A whole forest of tree machines.
A whole forest of tree machines. RS

Lately when I catch a glimpse of the Olympics or the Cascades—both views with endless refresh values, both ranges with endless wardrobes—I feel an intense urge to jump in a car and drive out to them for a long day hike. But even though the Olympics are open, that's just not in the cards for me right now. I don't have a car, and nobody in my germ group does, and I still don't see how you're supposed to keep your distance on those skinny trails, so in my view it's probably best to just chill out on hiking for a bit.

To tamp down my desire, I've had to channel the paranoia about the natural world that resonates so wildly Zach Schomburg's poem, "I'M NOT CARLOS," which you can find in The Man Suit, available at local bookstores. I like several of the books Schomburg has published since his debut, plus a lot of the stuff he publishes down there at Portland's Octopus Books, but The Man Suit still takes the cake for me.

A few notes:

• Robert Frost once wrote, "Like a piece of ice on a hot stove the poem must ride on its own melting," which is a weird way of saying he's only satisfied by poems that are driven by their own logic. The piece of ice, i.e. the poem, can be any shape or color, so long as it's internally consistent, or consistently internally inconsistent. Schomburg's prose poem is a weird-looking ice cube, but it certainly rides down on its own melting.

• The moment that best exemplifies the powers of this strategy is the line about his ranch-style home. The speaker is convinced that a bunch of "tree machines" in central Maine have it out for him. What are tree machines, you ask? They're nefarious tree-like entities, duh. They've snatched the moon out of the sky, and the speaker thinks the sound of the gentle breeze is the sound of their scheming. And "they have completely surrounded my ranch style home," he says, "It is now a log cabin." The idea of a log cabin just being a regular house that is heavily surveilled by trees is only kind of funny by itself, but because the image seems like it naturally follows the logic of the poem, it ends up hitting pretty hard.

• Schomburg also uses the call-back title trick to great effect in this poem. You basically just hit the reader with a beguiling title that doesn't make any sense until the end of the poem. But by the time the reader gets to the end of the poem, they've forgotten the title.
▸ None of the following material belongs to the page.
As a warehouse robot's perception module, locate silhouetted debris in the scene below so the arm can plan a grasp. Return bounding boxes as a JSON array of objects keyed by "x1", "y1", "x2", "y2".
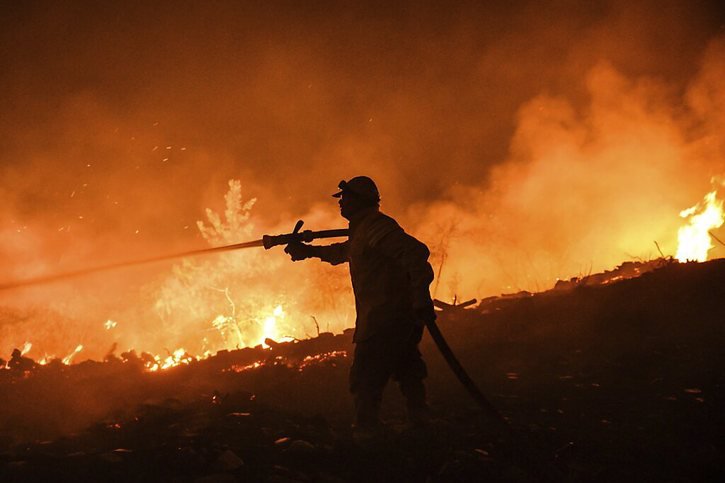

So when they go back to re-read the poem, likely because they're very confused at the end, the whole poem suddenly makes sense. It's like a joke you get a second too late, or discovering that the answer to the complex mystery novel you've been reading has been right under your nose this whole time. Why the hell is this guy so freaked out about the tree machines? It's not because they're spying on him. It's because they keep calling him Carlos, and he's not Carlos. But if he's not Carlos, then who the hell is he? He doesn't know. Like the rest of us, he has no idea who he really is. He's an entity in a man suit, just like the tree machines are entities in a tree suit. And that's the freakiest thing there is.